Given an $n$-bit Boolean function with a complexity measure (such as block sensitivity, query complexity, etc.) $M(f) = k$, the hardness condensation question asks whether $f$ can be restricted to $O(k)$ variables such that the complexity measure is $Ω(k)$? In this work, we study the condensability of block sensitivity, certificate complexity, AND (and OR) query complexity and Fourier sparsity. We show that block sensitivity does not condense under restrictions, unlike sensitivity: there exists a Boolean function $f$ with query complexity $k$ such that any restriction of $f$ to $O(k)$ variables has block sensitivity $O(k^{\frac{2}{3}})$. This answers an open question in Göös, Newman, Riazanov, and Sokolov (2024) in the negative. The same function yields an analogous incondensable result for certificate complexity. We further show that $\mathsf{AND}$(and $\mathsf{OR}$) decision trees are also incondensable. In contrast, we prove that Fourier sparsity admits a weak form of condensation.

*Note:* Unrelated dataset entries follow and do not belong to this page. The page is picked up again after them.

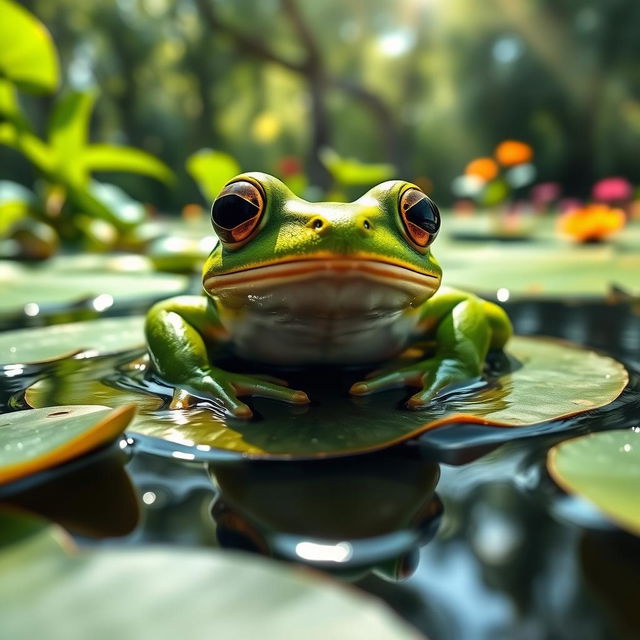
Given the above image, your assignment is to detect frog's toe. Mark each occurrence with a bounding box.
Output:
[169,389,197,409]
[233,376,310,404]
[349,368,422,396]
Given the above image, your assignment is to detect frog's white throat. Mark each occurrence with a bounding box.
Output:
[204,259,440,364]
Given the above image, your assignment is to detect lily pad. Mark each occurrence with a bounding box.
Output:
[434,218,640,301]
[0,316,145,365]
[0,512,421,640]
[0,268,189,316]
[547,428,640,535]
[26,337,628,460]
[0,404,135,484]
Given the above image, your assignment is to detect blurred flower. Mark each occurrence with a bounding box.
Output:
[464,158,498,181]
[504,162,536,189]
[531,182,561,205]
[592,176,633,202]
[558,204,626,242]
[251,111,282,144]
[495,140,533,167]
[278,156,302,178]
[451,175,486,198]
[558,198,582,213]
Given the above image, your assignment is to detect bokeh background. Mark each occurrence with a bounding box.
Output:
[5,0,640,212]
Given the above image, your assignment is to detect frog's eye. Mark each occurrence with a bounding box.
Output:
[400,189,440,247]
[211,180,264,244]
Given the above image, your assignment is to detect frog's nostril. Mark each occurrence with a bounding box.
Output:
[307,216,329,232]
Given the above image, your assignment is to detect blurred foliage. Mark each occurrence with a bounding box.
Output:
[0,0,640,216]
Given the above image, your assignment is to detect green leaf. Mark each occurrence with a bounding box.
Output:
[0,266,189,317]
[547,429,640,536]
[0,533,422,640]
[187,149,240,201]
[0,405,135,485]
[0,316,145,365]
[26,337,628,459]
[0,122,56,174]
[49,91,96,185]
[85,144,175,184]
[320,149,395,187]
[0,180,35,235]
[0,0,59,91]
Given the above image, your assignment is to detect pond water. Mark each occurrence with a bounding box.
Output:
[0,302,640,640]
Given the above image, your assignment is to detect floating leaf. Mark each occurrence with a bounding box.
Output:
[0,0,59,91]
[320,149,395,186]
[547,429,640,535]
[0,316,145,365]
[0,267,189,316]
[84,144,175,184]
[0,520,422,640]
[187,149,240,202]
[26,337,628,460]
[0,405,135,484]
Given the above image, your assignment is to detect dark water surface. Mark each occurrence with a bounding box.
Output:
[0,302,640,640]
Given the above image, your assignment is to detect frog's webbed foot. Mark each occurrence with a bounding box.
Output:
[349,358,480,409]
[169,369,309,419]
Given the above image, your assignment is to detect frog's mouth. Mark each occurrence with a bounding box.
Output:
[203,255,440,294]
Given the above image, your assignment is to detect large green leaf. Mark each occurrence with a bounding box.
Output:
[0,267,189,317]
[0,405,135,484]
[0,530,421,640]
[85,144,175,183]
[49,91,96,185]
[187,149,240,201]
[0,122,56,174]
[0,180,35,235]
[320,149,395,187]
[26,337,628,459]
[547,428,640,535]
[0,316,145,365]
[0,0,59,91]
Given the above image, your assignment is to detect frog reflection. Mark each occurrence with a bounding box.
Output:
[210,446,442,572]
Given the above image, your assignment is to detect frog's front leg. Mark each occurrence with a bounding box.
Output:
[145,296,309,418]
[350,291,512,409]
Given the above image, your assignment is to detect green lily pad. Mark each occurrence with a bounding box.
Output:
[547,428,640,535]
[0,316,145,365]
[0,512,421,640]
[26,337,628,460]
[0,267,189,316]
[433,217,640,301]
[0,404,135,484]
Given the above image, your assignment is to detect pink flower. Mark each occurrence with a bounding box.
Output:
[591,177,633,202]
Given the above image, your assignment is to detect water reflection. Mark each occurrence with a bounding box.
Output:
[209,446,442,578]
[0,443,139,538]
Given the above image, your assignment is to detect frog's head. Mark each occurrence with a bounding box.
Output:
[203,173,441,306]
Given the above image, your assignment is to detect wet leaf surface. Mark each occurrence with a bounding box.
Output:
[26,337,628,460]
[0,511,422,640]
[0,316,145,365]
[0,267,189,316]
[0,405,135,484]
[547,429,640,535]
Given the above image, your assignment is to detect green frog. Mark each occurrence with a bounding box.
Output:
[146,173,512,418]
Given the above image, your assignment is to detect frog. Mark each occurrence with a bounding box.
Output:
[145,172,513,419]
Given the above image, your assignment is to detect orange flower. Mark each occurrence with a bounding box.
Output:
[558,204,626,242]
[464,158,498,181]
[495,140,533,167]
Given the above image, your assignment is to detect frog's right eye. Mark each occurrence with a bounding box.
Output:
[211,180,264,244]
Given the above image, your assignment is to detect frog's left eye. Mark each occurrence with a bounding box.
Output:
[400,189,440,247]
[211,180,264,244]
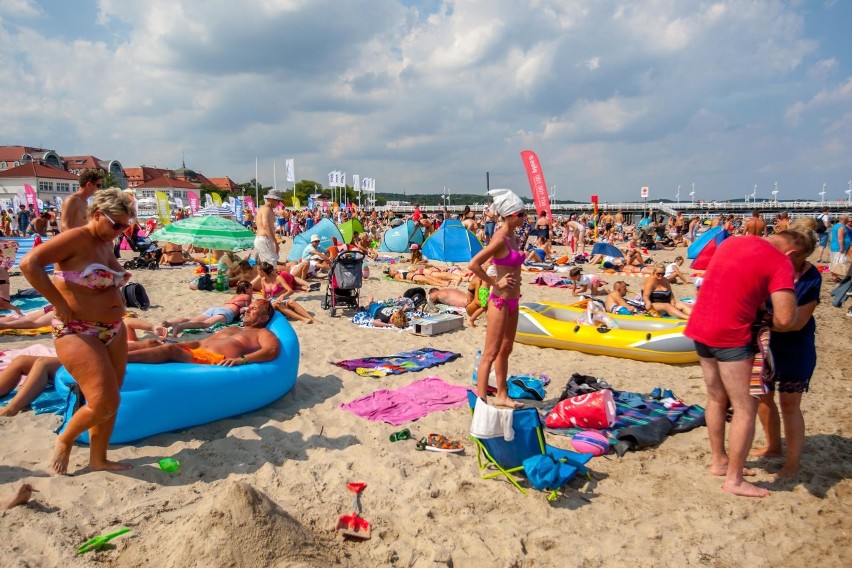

翻译：给定一个$n$位布尔函数，其复杂度度量（如块灵敏度、查询复杂度等）为$M(f) = k$，硬度凝聚问题询问：是否可以将$f$限制在$O(k)$个变量上，使得复杂度度量仍为$Ω(k)$？本文研究了块灵敏度、证书复杂度、$\mathsf{AND}$（及$\mathsf{OR}$）查询复杂度与傅里叶稀疏性的凝聚性。我们证明，与灵敏度不同，块灵敏度在限制下不具备凝聚性：存在一个查询复杂度为$k$的布尔函数$f$，使得$f$在任意$O(k)$个变量上的限制的块灵敏度仅为$O(k^{\frac{2}{3}})$。这否定了Göös、Newman、Riazanov与Sokolov（2024）中提出的一个开放性问题。同一函数对证书复杂度也产生了类似的不可凝聚结果。我们进一步证明$\mathsf{AND}$（及$\mathsf{OR}$）决策树同样不具备凝聚性。相比之下，我们证明了傅里叶稀疏性允许一种弱形式的凝聚。